What and Where Is It?
Stonehenge, that gigantic prehistoric calendar that has intrigued and amazed Britons for centuries, is to be found on Salisbury Plain, some two miles west of Amesbury, Wiltshire, at the junction of the A303 and the A344/A360. It is surrounded by 1500 acres of open land. The nearest railway station is at the beautiful cathedral city of Salisbury, just over nine miles away, from where there are Stonehenge Tour buses available to take you to the site.
The Summer Solstice has long been connected with the Druid religion – they have been celebrating at Stonehenge for 800 years. However, the stones considerably pre-date druidism – no stage of the building being later than about 1200 BC. All that historians really know about the monument is that it was started as a Neolithic construction and has been built and re-built several times; some of the stones being transported by sea from Wales. It is, however, clearly some kind of astronomical computer – midwinter moonrise, as well as midsummer sunrise, falls inside the horseshoe of stones.
By 1900, visitors were causing considerable damage to the stones – indeed two actually were knocked over that year and so, for the first time, the site was fenced in. It was then given to the nation in 1918 and placed under the control of English Heritage in 1984.
It is English Heritage who now allow what they term ‘managed open access’ to Stonehenge for the summer solstice – the only time of the year that visitors can get truly close to the monument.
From the evening before there is likely to be casual musical entertainment from salsa bands and drummers – no amplification is permitted –and there will probably be several food and drink vans on the site. However, the rules strictly forbid camping, dogs (except for guide dogs), fires, fireworks, glass bottles – and definitely no climbing on the stones. English Heritage have a photograph dated 1966 which, quite scarily, shows whole groups of people dancing on top of the stones at that year’s solstice.
Contemporary celebrations are undoubtedly exciting – lots of whooping, cheering, horn blowing and drumming – but are, despite the noise, essentially peaceful occasions, celebrating life. There have been large numbers of police at times, but little trouble and the few arrests have generally been for minor drugs offences. Many of the flamboyantly dressed revellers squeezed among the stones will be on their way to Glastonbury for the festival there and treat the Stonehenge Summer Solstice celebrations as an annual prelude to the event.

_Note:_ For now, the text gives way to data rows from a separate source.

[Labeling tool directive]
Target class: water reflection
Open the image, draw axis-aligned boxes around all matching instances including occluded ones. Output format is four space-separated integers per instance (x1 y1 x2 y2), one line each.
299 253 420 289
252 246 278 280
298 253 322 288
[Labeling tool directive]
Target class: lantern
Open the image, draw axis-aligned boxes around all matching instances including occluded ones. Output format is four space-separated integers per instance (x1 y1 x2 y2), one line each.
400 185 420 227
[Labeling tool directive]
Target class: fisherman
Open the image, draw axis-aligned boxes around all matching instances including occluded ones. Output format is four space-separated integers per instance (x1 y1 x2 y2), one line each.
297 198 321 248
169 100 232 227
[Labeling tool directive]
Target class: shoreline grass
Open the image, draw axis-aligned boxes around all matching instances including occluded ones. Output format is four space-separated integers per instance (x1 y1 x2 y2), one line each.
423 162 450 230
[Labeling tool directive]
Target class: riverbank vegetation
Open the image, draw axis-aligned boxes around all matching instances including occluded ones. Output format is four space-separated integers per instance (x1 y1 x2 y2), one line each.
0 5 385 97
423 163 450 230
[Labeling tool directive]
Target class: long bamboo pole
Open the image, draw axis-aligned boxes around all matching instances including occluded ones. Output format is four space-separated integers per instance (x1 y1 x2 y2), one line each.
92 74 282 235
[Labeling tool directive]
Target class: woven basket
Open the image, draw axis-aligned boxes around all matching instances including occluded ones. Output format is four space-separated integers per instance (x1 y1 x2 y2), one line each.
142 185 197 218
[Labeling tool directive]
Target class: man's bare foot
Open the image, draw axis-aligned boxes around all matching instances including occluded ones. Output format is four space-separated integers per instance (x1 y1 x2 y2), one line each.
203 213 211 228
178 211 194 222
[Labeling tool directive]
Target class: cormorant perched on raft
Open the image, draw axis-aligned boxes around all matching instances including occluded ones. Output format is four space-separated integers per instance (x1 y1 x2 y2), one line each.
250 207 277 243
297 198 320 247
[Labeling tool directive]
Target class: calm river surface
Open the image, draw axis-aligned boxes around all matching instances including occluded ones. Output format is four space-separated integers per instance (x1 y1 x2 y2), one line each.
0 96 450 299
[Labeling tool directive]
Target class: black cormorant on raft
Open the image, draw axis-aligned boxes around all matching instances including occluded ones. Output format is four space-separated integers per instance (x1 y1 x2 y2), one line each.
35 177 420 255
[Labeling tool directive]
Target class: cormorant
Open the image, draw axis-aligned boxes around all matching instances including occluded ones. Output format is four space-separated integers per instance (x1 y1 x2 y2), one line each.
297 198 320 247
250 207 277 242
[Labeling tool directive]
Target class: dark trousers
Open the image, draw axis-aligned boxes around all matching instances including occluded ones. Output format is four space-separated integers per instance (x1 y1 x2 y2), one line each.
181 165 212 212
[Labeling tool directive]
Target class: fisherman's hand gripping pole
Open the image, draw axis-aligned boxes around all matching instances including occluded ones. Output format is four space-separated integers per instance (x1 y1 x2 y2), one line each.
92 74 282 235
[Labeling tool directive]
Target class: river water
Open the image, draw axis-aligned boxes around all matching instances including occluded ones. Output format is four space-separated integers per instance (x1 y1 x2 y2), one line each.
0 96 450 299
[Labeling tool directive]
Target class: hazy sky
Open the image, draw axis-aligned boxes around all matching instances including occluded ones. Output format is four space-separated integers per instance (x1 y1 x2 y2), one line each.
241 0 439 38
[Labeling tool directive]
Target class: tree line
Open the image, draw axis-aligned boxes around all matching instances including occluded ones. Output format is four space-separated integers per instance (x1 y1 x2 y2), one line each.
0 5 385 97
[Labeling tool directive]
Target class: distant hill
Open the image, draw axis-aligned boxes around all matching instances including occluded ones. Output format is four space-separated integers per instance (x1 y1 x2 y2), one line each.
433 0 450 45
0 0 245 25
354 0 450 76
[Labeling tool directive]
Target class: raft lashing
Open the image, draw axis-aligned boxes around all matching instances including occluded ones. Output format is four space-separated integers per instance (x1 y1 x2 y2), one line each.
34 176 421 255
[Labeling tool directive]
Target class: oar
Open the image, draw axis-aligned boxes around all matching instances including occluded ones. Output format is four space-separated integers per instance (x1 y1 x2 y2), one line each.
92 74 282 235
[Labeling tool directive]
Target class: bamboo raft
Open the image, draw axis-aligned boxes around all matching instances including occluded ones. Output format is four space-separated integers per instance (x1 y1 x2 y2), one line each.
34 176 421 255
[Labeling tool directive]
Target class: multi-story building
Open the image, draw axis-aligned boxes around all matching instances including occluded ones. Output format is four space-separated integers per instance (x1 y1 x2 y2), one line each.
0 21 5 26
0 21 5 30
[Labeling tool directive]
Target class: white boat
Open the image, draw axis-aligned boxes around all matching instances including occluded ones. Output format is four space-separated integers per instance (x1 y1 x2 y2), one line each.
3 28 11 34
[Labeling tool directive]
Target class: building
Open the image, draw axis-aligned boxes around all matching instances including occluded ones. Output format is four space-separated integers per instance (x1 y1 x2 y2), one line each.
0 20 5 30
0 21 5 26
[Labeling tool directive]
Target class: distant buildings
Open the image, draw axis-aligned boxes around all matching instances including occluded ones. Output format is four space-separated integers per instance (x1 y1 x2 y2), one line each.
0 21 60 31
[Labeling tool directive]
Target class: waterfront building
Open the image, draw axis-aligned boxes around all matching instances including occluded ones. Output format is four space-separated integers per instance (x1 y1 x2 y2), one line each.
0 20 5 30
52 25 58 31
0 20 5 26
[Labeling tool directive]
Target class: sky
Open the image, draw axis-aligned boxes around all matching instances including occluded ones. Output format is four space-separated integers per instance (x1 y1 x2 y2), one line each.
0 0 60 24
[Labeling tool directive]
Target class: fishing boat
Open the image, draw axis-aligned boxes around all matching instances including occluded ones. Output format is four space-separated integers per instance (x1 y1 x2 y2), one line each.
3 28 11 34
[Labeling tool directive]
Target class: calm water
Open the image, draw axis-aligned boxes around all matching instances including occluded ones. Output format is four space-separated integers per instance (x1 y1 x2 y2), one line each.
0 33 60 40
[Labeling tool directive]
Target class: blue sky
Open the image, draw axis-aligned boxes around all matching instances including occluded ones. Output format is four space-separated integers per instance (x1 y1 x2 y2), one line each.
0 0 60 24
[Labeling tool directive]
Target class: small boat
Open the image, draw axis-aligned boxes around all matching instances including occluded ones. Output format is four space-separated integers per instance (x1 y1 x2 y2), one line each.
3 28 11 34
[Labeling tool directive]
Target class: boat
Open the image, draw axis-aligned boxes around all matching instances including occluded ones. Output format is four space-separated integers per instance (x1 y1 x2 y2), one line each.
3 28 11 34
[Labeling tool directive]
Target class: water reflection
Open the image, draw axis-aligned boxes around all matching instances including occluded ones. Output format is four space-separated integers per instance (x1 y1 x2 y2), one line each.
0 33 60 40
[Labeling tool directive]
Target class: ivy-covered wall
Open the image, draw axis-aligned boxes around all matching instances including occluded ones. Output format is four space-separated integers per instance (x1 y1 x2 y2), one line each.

Practical Stonehenge Information
The English Heritage website dedicated to Stonehenge gives more information, although not about the summer solstice celebrations themselves. There is not at this time a site dedicated solely to the Summer Solstice festival, although information and photographs can be found on the New Age site. Although an entrance fee to the Stonehenge site is normally applied, the festival has, in recent years, been free of charge.